Darrell Michael Smith (born June 22, 1971) is an American actor, producer and entrepreneur.  He is an actor who identifies with characters defined by their grace, dignity, humanity, and inner strength.

==Career==
Darrell M Smith is an American Actor. Smith made his professional debut with The Potomac Theatre Company in off-Broadway plays.

Smith's first film role was in " High's and Lows" in which he also was one of the executive producers. Smith then made TV appearances on "The King Of Queens" and "JAG." Smith played the leading man role of Devon in the drama film called "One More Chance" in which he Exec. Produced, produced, wrote and directed. The movie was nominated for BEST FILM at The Gotham Short Film Awards in New York City. Smith did most of the casting from his classmates at a Stella Adler Studio of Acting workshop that he was attending at the time in New York City. Smith then played officer Turner on the critically acclaimed HBO TV drama " THE WIRE " in season 4 as a recurring guest star.

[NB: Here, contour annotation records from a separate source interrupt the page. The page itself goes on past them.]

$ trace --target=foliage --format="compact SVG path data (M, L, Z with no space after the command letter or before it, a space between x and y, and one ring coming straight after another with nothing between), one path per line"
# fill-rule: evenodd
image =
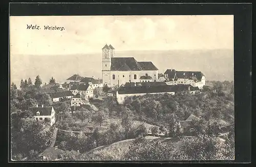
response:
M98 123L100 124L100 126L101 126L101 124L103 123L106 118L106 116L105 115L105 112L104 111L101 110L96 113L96 115L92 117L92 121Z
M42 81L41 79L40 78L39 76L37 76L35 80L35 86L39 88L41 86L41 85L42 84Z

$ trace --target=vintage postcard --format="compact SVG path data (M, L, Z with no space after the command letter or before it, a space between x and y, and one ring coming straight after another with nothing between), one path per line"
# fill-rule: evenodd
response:
M234 158L233 15L10 17L12 161Z

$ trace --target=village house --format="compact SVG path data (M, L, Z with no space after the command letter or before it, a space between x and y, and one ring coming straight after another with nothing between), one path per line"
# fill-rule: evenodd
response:
M89 102L86 100L86 96L83 93L80 94L78 93L73 97L71 103L71 106L80 106L81 105L88 104Z
M70 88L70 91L74 94L83 94L85 99L88 99L93 97L93 89L89 84L74 84Z
M108 92L108 96L109 96L109 97L116 97L116 91L115 91L115 90L110 90Z
M82 80L79 81L79 83L84 84L89 84L93 89L96 87L102 87L103 84L102 80L95 79L93 78L84 77Z
M70 78L68 78L66 80L66 82L67 83L70 83L71 82L80 82L81 80L82 80L83 77L81 77L79 76L78 74L74 74Z
M170 85L178 84L190 85L202 89L205 85L205 77L201 71L177 71L167 69L164 74L166 84ZM162 81L161 78L161 81Z
M55 123L55 112L53 107L30 107L29 110L31 111L33 114L35 120L36 121L42 121L46 118L49 119L51 126L52 126Z
M70 90L51 93L50 95L53 102L68 100L71 99L74 96Z
M114 57L115 49L110 44L102 48L102 82L113 87L126 82L140 82L142 76L147 81L158 80L158 69L152 62L138 62L134 57ZM151 79L148 79L150 77Z

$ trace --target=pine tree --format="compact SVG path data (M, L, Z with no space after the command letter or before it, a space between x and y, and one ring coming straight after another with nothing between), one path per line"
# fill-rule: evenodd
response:
M19 85L19 87L21 89L23 89L24 88L24 81L23 81L23 79L22 79L20 81L20 85Z
M24 88L28 88L28 81L27 81L27 79L25 80L25 81L24 82Z
M50 80L49 84L50 85L55 85L56 84L55 79L54 79L53 77L52 77L52 78Z
M41 86L41 85L42 84L42 81L40 79L40 77L38 76L36 76L35 80L35 86L39 88Z
M29 85L33 85L32 81L31 81L31 79L30 78L29 78L29 81L28 82L28 84Z
M12 82L12 84L11 84L11 89L12 89L12 90L16 90L17 89L17 86L13 82Z

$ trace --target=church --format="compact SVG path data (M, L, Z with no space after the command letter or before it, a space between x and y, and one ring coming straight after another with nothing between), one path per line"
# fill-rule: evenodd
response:
M156 82L158 69L151 61L138 62L134 57L115 57L115 49L102 48L102 83L109 87L127 82Z

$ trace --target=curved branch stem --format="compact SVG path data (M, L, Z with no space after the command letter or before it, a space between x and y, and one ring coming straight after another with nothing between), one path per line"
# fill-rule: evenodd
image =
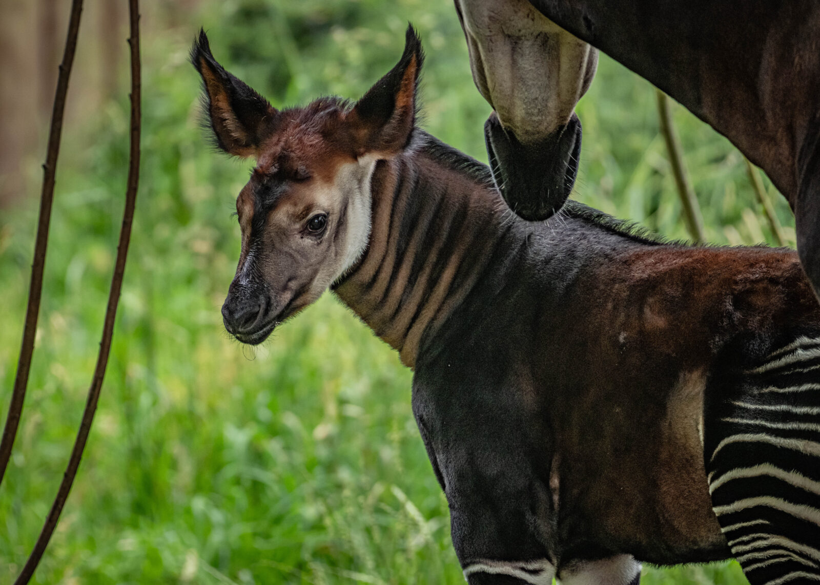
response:
M769 199L768 193L763 188L763 184L760 180L760 175L758 173L757 169L754 168L745 156L743 157L743 160L746 161L746 173L749 175L749 180L752 182L752 187L754 188L754 194L757 195L758 202L763 206L763 213L766 215L766 220L768 221L769 228L772 229L772 235L774 237L774 240L777 245L782 247L786 246L786 238L783 236L783 229L781 227L780 222L777 221L777 215L775 215L772 200Z
M140 135L140 62L139 62L139 8L138 0L129 0L129 13L130 20L130 38L128 43L131 48L131 127L130 127L130 155L128 166L128 186L125 191L125 206L123 211L122 227L120 229L120 242L117 247L116 262L114 265L114 275L112 278L111 290L108 293L108 305L106 308L105 323L102 326L102 338L100 342L100 351L97 356L97 365L94 368L93 378L89 388L89 397L83 412L83 420L77 432L77 438L71 450L71 456L63 475L62 482L57 491L57 497L52 506L48 516L46 518L43 531L34 545L31 556L25 563L22 573L15 582L15 585L25 585L29 583L38 563L45 551L48 541L54 533L60 513L68 498L68 493L77 474L77 468L83 456L83 450L91 430L94 411L99 400L100 389L102 387L102 379L105 376L106 365L108 363L108 355L111 351L112 337L114 332L114 320L116 316L116 306L120 300L120 292L122 288L122 277L125 270L125 259L128 255L128 244L131 237L131 224L134 220L134 209L137 197L137 186L139 179L139 135Z
M51 128L48 130L48 147L46 161L43 166L43 190L40 193L40 215L37 222L37 239L34 242L34 258L31 264L31 282L29 285L29 304L25 308L25 325L23 328L23 340L20 342L20 358L17 361L17 373L14 378L14 389L11 391L11 402L6 417L2 439L0 440L0 484L8 460L11 456L11 447L20 415L23 411L25 400L25 388L29 384L29 372L31 370L31 356L34 351L34 337L37 333L37 318L40 312L40 297L43 293L43 271L46 264L46 248L48 243L48 225L51 223L52 202L54 200L54 180L57 170L57 159L60 154L60 136L62 134L62 117L66 110L66 95L68 93L68 79L71 75L74 63L74 52L77 47L77 34L80 31L80 16L83 11L83 0L73 0L71 16L68 21L68 34L66 37L66 48L60 63L60 73L54 93L54 107L52 109Z
M675 175L677 194L680 195L681 202L683 204L683 217L686 221L686 229L693 240L704 242L706 237L704 233L704 218L700 213L698 199L695 197L695 191L692 190L689 177L686 175L681 141L675 132L675 123L672 121L672 113L669 111L669 97L660 89L657 89L656 92L661 134L663 134L667 151L669 152L669 162L672 165L672 175Z

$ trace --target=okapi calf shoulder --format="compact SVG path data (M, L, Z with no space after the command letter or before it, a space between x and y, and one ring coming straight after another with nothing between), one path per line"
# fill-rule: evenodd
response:
M259 343L330 288L399 352L472 585L730 556L820 580L820 309L794 252L664 243L573 202L518 219L415 127L412 29L353 104L277 111L204 34L192 59L219 143L257 159L226 326Z

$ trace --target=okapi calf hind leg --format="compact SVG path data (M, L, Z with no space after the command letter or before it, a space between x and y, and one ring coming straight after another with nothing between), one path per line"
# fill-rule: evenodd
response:
M820 582L820 337L800 336L707 406L709 492L752 585ZM800 471L797 471L800 469Z
M598 52L526 0L456 0L476 85L495 111L485 125L493 179L526 220L559 210L575 184L581 128L573 113Z

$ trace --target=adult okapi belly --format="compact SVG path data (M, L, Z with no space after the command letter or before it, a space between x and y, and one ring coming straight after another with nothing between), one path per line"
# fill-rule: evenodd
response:
M658 564L729 556L704 466L704 385L694 372L643 404L618 392L585 397L585 422L568 422L558 445L567 553L589 542Z

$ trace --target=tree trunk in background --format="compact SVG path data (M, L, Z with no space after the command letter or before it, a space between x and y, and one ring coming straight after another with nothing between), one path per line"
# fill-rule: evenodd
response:
M122 29L124 7L121 0L104 0L100 5L100 90L103 101L116 96L121 77L118 71L125 66L120 62L126 36Z
M38 93L39 93L40 120L47 121L51 116L52 103L54 102L54 89L57 87L57 0L39 0L38 20L39 43L37 46L39 57L38 73Z
M0 207L22 195L22 164L38 143L39 2L0 1ZM57 68L52 74L52 93ZM48 98L49 103L53 95Z

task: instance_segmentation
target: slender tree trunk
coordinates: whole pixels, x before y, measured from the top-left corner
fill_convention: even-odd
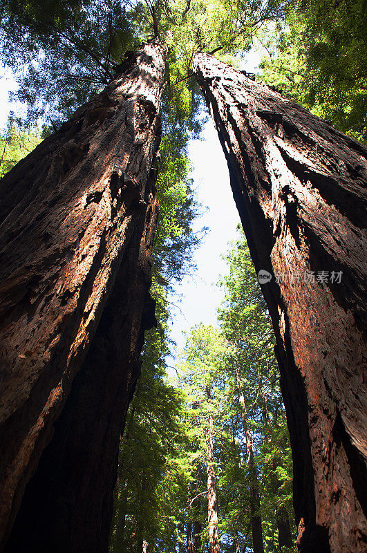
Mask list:
[[[276,526],[278,527],[278,538],[281,551],[283,547],[292,547],[293,541],[290,531],[288,514],[284,507],[281,507],[276,511]]]
[[[187,485],[187,498],[189,508],[187,509],[187,525],[186,532],[186,550],[187,553],[193,553],[192,543],[192,509],[191,509],[191,480]]]
[[[240,544],[238,543],[238,532],[237,530],[234,531],[234,540],[233,543],[233,552],[234,553],[241,553]]]
[[[252,547],[254,553],[264,553],[263,543],[263,527],[261,514],[260,511],[260,495],[258,493],[258,482],[257,470],[254,462],[255,452],[254,451],[254,440],[252,432],[247,424],[245,396],[241,388],[240,378],[237,367],[236,367],[236,377],[238,388],[238,402],[240,404],[242,425],[246,437],[246,449],[247,451],[247,466],[250,476],[250,500],[251,510],[251,527],[252,531]]]
[[[139,393],[139,387],[135,392],[136,397]],[[126,421],[124,435],[121,437],[120,446],[118,454],[117,478],[115,485],[113,502],[115,513],[113,521],[113,527],[115,529],[111,534],[110,543],[113,553],[119,553],[124,549],[124,538],[125,533],[126,515],[127,507],[127,498],[129,494],[128,480],[124,477],[124,462],[125,460],[125,451],[130,438],[130,433],[135,416],[135,406],[132,406],[130,417]],[[122,483],[123,482],[123,484]]]
[[[211,398],[210,389],[207,388],[207,397]],[[218,509],[216,503],[216,485],[214,471],[214,452],[213,447],[214,422],[213,415],[209,415],[209,428],[207,436],[207,476],[208,491],[208,553],[220,553],[218,535]]]
[[[193,523],[193,553],[198,553],[201,548],[201,532],[203,532],[203,525],[200,521],[194,521]]]
[[[18,512],[6,552],[106,551],[119,435],[155,320],[164,58],[148,44],[0,182],[2,546]]]
[[[361,553],[367,149],[211,56],[198,55],[194,70],[255,268],[271,276],[261,284],[290,429],[299,550]]]
[[[191,514],[190,513],[189,513],[188,516],[191,517]],[[191,518],[189,518],[189,519],[187,521],[186,543],[187,543],[186,550],[187,550],[187,553],[193,553],[192,522],[191,522]]]
[[[198,496],[194,500],[192,507],[194,522],[193,522],[193,538],[192,538],[192,547],[193,553],[198,553],[201,550],[201,533],[203,532],[203,525],[200,521],[200,515],[201,513],[201,500],[200,496],[198,496],[201,487],[202,478],[201,478],[202,465],[198,463],[196,467],[196,490],[195,494]]]

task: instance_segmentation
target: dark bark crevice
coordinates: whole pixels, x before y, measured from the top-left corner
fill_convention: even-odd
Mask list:
[[[362,553],[367,150],[211,56],[197,55],[194,71],[255,268],[272,275],[261,288],[290,430],[299,550]],[[323,270],[342,271],[341,281],[319,281]]]

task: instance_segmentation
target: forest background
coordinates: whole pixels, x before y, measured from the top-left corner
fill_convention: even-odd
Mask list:
[[[111,550],[211,553],[219,541],[236,553],[292,550],[292,460],[274,337],[240,230],[226,255],[218,324],[187,328],[180,355],[169,334],[173,292],[192,274],[205,233],[190,172],[190,140],[203,120],[190,65],[195,51],[205,51],[243,67],[255,44],[264,53],[258,80],[365,142],[366,3],[57,0],[44,8],[35,0],[1,4],[1,61],[18,80],[14,98],[27,107],[1,137],[1,175],[99,92],[140,44],[158,34],[169,47],[157,162],[158,326],[147,333],[121,439]]]

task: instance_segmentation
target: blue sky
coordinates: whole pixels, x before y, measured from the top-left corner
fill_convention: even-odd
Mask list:
[[[241,68],[249,73],[258,71],[260,60],[260,54],[252,50],[241,63]],[[174,306],[171,306],[171,337],[177,344],[172,352],[173,358],[185,345],[182,331],[189,331],[200,322],[216,325],[216,310],[223,299],[223,292],[216,283],[220,274],[227,273],[222,255],[227,250],[229,241],[235,239],[240,222],[227,162],[211,118],[205,126],[202,138],[202,140],[190,141],[189,156],[198,200],[207,207],[197,222],[196,228],[207,226],[210,231],[195,253],[198,270],[178,287],[181,301],[172,298]]]

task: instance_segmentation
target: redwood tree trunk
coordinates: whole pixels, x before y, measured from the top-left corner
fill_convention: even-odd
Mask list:
[[[146,45],[0,183],[7,552],[107,549],[119,435],[155,320],[164,58]]]
[[[299,550],[361,553],[367,149],[211,56],[198,55],[194,69],[256,270],[272,276],[261,287],[292,449]]]
[[[207,396],[211,397],[211,393],[207,388]],[[216,502],[216,484],[214,470],[214,452],[213,447],[213,416],[209,416],[209,427],[207,435],[207,475],[208,492],[208,553],[220,553],[219,538],[218,535],[218,508]]]

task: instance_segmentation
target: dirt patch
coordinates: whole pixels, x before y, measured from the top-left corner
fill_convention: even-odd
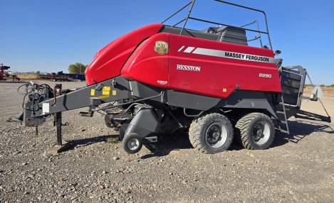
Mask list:
[[[333,124],[291,119],[291,133],[276,133],[265,150],[233,144],[207,155],[175,133],[130,155],[121,143],[108,141],[118,132],[103,116],[80,117],[85,109],[77,109],[63,113],[71,149],[52,156],[44,153],[56,141],[52,118],[38,136],[34,128],[5,122],[21,111],[19,85],[0,84],[0,202],[334,202]],[[323,101],[334,116],[334,98]],[[318,102],[303,101],[302,107],[322,109]]]

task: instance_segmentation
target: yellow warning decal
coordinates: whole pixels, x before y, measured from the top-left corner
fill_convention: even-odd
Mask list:
[[[103,87],[102,89],[102,95],[109,96],[110,95],[110,87]]]

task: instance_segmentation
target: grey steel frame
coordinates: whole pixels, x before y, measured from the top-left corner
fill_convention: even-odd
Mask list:
[[[171,15],[170,16],[169,16],[167,18],[166,18],[165,21],[163,21],[162,22],[162,23],[165,23],[167,21],[169,20],[170,18],[172,18],[173,16],[174,16],[176,14],[177,14],[178,13],[179,13],[181,11],[184,10],[185,8],[187,8],[187,6],[189,6],[190,5],[190,8],[189,8],[189,10],[188,11],[188,13],[187,15],[187,17],[182,19],[181,21],[179,21],[179,22],[177,22],[176,24],[174,24],[172,26],[172,27],[174,27],[177,25],[179,25],[179,23],[181,23],[182,22],[184,21],[184,23],[183,24],[183,26],[182,26],[182,28],[181,29],[181,32],[180,32],[180,35],[182,35],[183,33],[183,31],[184,30],[184,28],[187,25],[187,23],[188,22],[188,20],[189,19],[192,19],[192,20],[194,20],[194,21],[202,21],[202,22],[205,22],[205,23],[212,23],[212,24],[216,24],[216,25],[221,25],[221,26],[228,26],[228,27],[232,27],[232,28],[241,28],[241,29],[244,29],[245,31],[251,31],[251,32],[255,32],[255,33],[258,33],[259,34],[260,33],[263,33],[263,34],[266,34],[268,36],[268,40],[269,41],[269,45],[270,45],[270,48],[272,50],[273,49],[273,46],[272,46],[272,44],[271,44],[271,40],[270,39],[270,34],[269,34],[269,29],[268,29],[268,21],[267,21],[267,16],[266,14],[266,12],[264,12],[263,11],[261,11],[261,10],[259,10],[259,9],[253,9],[253,8],[251,8],[251,7],[248,7],[248,6],[242,6],[242,5],[239,5],[239,4],[234,4],[234,3],[230,3],[230,2],[228,2],[228,1],[221,1],[221,0],[214,0],[215,1],[217,1],[217,2],[220,2],[220,3],[223,3],[223,4],[229,4],[229,5],[231,5],[231,6],[238,6],[238,7],[240,7],[240,8],[243,8],[243,9],[249,9],[249,10],[251,10],[251,11],[257,11],[257,12],[260,12],[260,13],[262,13],[263,15],[264,15],[264,20],[266,21],[266,31],[259,31],[259,26],[258,26],[258,30],[253,30],[253,29],[249,29],[249,28],[244,28],[244,26],[231,26],[231,25],[228,25],[228,24],[225,24],[225,23],[218,23],[218,22],[214,22],[214,21],[207,21],[207,20],[203,20],[203,19],[201,19],[201,18],[194,18],[194,17],[192,17],[190,16],[190,14],[192,13],[192,9],[194,7],[194,5],[195,4],[195,1],[196,0],[192,0],[190,2],[189,2],[188,4],[187,4],[184,6],[183,6],[182,9],[180,9],[179,10],[178,10],[177,12],[174,13],[172,15]]]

He appeared on Dr.Oz for a segment on Breast Cancer for Breast Cancer awareness month. Smith played the lead role of Jim in the film "Ugly Enough," a comedy. He has a guest appearance on the 23rd season of NBC /Universal TV drama Law & Order as James a protester. Darrell is a very charismatic person and he brings his charisma to every role. He identifies most with characters that show the good side of humanity, ingenuity, strength and who endure to success.

== Other Endeavors ==
In 2017 Darrell M. Smith co-founded We Are Throne, Inc., a company that is based in SoHo, Manhattan. The company's mission is to tell impactful stories through media, film and technology.